When the Chinese began to use chopsticks as an eating instrument is anybody’s guess. They were first mentioned in writing in Liji (The Book of Rites), a work compiled some 2,000 years ago, but certainly they had their initial form in the twigs which the primitive Chinese must have used to pick up a roast after they began to use fire. It is likely that people cooked their food in large pots which retained heat well, and hasty eaters then broke twigs off trees to retrieve the food. The earliest evidence of a pair of chopsticks made out of bronze was excavated from Yin Ruin’s Tomb 1005 at Houjiazhuang, Anyang, Henan province, dated roughly 1200 BC.

The pieces of food were small enough that they negated the need for knives at the dinner table, and chopsticks became staple utensils. It is also thought that Confucius, a vegetarian, advised people not to use knives at the table because knives would remind them of the slaughterhouse.

Simply a pair of chopsticks can fulfill all the functions at table, and compared with western table wares of “waving knife”, they have a sense of “harmony.” And chopsticks are seen as lucky items in ceremonies by many nationalities.

Chinese chopsticks are usually 9 to 10 inches long and rectangular with a blunt end. Bamboo has been the most popular material because it is inexpensive, readily available, easy to split, resistant to heat, and has no perceptible odor or taste.
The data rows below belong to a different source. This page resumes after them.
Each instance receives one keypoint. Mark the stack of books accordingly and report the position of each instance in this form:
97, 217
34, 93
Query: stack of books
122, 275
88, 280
Some Chinese bamboo chopsticks

Some Chinese bamboo chopsticks

The use of chopsticks requires some etiquette, with small differences among distinctive countries.  Some Chinese rules are:

  • Don`t  tap chopsticks on the edge of one’s bowl, as beggars make this noise to attract attention;
  • Don`t spear food with a chopstick;
  • Don`t  point chopsticks towards others seated at the table;
  • Don`t stuck the chopsticks vertically into a bowl (specially of rice) as this resembles incense burning, which remindes death in general.